Search engines clearly predate web 2.0; for a history of search engines from 1994-2010, see PPC Blog’s History of Search infographic. However, search tools have been moving steadily in a web 2.0 direction as they have become more user-centred, interactive and multimodal. They have also been moving in a web 3.0 direction with the arrival of personalised search. Search is of course available on mobile devices, with major search engines downloadable as apps.
Search engines are essential to help users find materials in the vast ocean of online content. Search on both desktop/laptop computers and mobile devices is dominated by Google, with other major search engines including Yahoo!, Microsoft’s Bing, and Baidu (百度) However, there are also specialised search services which are worth knowing about, as these may sometimes return more appropriate results than the major search engines. In general, more customisation of search has become possible, giving users more control over search parameters as well as, in some cases, search interfaces and results display formats. Much more automated personalisation of search is now also becoming evident, as the major search engines in particular work towards ensuring that personally relevant, time-sensitive, context-sensitive information is provided to users; but serious concerns have been raised over search engines determining what is relevant and useful to individuals based on their tracking of those individuals’ browsing habits and online associations.
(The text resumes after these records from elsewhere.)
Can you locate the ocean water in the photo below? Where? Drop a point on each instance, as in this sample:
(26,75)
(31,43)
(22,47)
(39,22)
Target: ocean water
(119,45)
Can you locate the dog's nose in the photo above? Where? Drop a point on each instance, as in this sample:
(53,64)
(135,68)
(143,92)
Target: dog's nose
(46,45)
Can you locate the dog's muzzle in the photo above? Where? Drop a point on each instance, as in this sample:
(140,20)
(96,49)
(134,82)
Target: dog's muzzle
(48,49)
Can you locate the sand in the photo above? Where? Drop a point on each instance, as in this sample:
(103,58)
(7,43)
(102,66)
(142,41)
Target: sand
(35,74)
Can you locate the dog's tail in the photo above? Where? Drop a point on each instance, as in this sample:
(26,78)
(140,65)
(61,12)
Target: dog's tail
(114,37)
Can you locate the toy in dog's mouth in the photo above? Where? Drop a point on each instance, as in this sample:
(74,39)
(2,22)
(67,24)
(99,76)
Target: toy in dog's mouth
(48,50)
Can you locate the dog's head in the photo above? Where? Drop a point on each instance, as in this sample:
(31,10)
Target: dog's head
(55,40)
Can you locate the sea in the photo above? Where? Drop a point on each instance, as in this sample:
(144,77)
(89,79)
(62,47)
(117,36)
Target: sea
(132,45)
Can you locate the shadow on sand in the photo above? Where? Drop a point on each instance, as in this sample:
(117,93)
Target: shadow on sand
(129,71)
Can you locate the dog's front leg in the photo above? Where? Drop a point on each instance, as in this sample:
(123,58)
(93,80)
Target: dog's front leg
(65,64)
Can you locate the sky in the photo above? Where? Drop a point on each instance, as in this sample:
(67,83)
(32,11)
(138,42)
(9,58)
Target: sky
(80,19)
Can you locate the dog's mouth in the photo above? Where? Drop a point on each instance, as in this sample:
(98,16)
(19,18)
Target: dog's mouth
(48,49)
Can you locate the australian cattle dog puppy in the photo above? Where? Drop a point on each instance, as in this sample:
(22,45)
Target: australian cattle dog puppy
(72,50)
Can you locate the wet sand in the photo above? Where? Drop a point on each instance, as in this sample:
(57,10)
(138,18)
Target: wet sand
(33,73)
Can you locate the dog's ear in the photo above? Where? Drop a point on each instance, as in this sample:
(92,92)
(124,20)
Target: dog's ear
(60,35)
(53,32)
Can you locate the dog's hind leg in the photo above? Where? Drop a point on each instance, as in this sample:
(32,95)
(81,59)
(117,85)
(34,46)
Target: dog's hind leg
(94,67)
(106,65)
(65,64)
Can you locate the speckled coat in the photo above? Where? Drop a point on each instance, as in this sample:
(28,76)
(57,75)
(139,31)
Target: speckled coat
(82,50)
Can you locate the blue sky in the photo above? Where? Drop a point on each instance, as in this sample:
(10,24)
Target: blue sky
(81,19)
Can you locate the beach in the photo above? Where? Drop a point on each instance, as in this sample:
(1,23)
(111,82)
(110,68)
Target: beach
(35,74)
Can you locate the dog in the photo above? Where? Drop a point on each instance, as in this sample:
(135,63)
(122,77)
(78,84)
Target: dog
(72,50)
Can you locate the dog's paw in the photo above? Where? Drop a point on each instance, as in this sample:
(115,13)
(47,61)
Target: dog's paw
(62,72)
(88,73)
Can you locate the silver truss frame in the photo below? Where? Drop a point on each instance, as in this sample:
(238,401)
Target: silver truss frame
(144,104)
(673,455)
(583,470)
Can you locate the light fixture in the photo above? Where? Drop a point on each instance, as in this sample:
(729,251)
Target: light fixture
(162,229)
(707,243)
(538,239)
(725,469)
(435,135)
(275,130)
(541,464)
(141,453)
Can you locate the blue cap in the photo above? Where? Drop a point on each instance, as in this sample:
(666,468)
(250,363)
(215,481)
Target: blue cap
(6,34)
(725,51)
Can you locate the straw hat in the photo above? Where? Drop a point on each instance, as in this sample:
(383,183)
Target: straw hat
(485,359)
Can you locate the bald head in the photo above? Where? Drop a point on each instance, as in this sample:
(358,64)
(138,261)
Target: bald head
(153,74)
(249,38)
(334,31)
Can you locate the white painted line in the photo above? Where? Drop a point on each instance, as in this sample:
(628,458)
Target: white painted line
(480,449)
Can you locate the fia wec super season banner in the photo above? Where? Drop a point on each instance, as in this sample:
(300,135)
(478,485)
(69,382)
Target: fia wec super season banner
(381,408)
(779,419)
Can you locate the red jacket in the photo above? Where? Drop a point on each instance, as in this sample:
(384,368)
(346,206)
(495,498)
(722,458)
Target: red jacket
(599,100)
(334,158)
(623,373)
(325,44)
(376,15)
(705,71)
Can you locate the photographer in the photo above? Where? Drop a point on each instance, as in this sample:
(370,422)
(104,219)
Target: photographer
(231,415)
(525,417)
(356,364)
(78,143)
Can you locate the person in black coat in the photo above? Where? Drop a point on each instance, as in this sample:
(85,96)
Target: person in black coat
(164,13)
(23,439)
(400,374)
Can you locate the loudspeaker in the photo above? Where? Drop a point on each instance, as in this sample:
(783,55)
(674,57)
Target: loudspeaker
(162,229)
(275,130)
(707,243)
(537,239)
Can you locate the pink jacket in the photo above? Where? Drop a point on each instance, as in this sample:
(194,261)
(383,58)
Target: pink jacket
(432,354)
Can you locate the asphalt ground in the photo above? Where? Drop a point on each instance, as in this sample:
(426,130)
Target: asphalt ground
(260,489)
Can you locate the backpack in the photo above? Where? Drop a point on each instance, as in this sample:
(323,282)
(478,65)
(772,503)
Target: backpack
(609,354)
While there is no doubt that students need to search for information online for a variety of purposes, it has become evident that many students lack the requisite digital literacy skills in this area. This has resulted in programmes at all levels of the education system to help students acquire various sets of literacy skills:
- the search literacy to conduct effective keyword searches for the content needed
- the information literacy and critical literacy to evaluate information and differentiate reliable from unreliable content, especially in the context of the proliferation of misinformation, disinformation and fake news across the internet in recent years
- the tagging literacy to keep track of, categorise and organise the content found online
Key innovations in search customisation and personalisation are outlined below, along with examples.
Customisation of search content > Most major search engines offer their own customisation tools (see for example Google Advanced Search), which has led to the disappearance of many specific search services over recent years. However, there are still a number that remain active and allow very focused searches, as seen below.
|CC Search||Creative Commons content|
|Dogpile||metasearch (compiles results from other search engines)|
|Google Scholar||academic content|
|Openverse||openly licensed content (incl. Creative Commons content)|
|Trove||Australian historical content|
|WolframAlpha||maths & science content|
For more options, see Wikipedia’s List of Search Engines. To create your own fully customised web search, try Google Custom Search. To compare global search trends for different terms, check out Google Trends.
Customisation of search presentation > It is possible to choose among different presentation formats of search interfaces or search results, some of which are very different from traditional search boxes or linear lists of results, as seen in the examples below.
|Human Body Systems||visual search interface for the human body|
|Liveplasma||mind map of film & music preferences|
|Tag Galaxy||solar system map of Flickr search results|
|Your Brain Map||visual search interface for the human brain|
For more options, see Wikipedia’s List of Visual Search Engines.
Customisation of search context > This is also referred to as personalisation of search. It is increasingly the case that the search context is defined in relation to the individual doing the searching, and the other people to whom that individual is connected. Search results are thus determined by algorithms which tailor the results to individuals on the basis of information tracked or inferred about them as a result of past searches, online connections, and online activities. The result is that two individuals searching for exactly the same topic using exactly the same search terms in a service like Google may find that they receive very different results. Indeed, the ultimate aim of personalised search is seemingly to obviate the need for searching at all, with search engines becoming more like prediction engines which anticipate users’ needs.
A similar approach is used to determine what news items a Facebook user sees in their newsfeed. Of course, once information is filtered through users’ social networks on Facebook, Twitter and other similar services, it flows automatically to them through their newsfeeds – which partly eliminates the need for searching, because relevant information is already immediately available. Such social media platforms are in some ways a threat to the dominance of search engines in accessing online content.
The key issue for educators is that when search engines or social media services tailor news and results to individual users, the range of information received becomes ever narrower. To the extent that education is about broadening rather than narrowing students’ horizons, this is a concern. For a statement about the dangers of ‘filter bubbles’, see Eli Pariser’s TED Talk Beware Online ‘Filter Bubbles’, which dates from 2011 but has become even more relevant in the intervening years.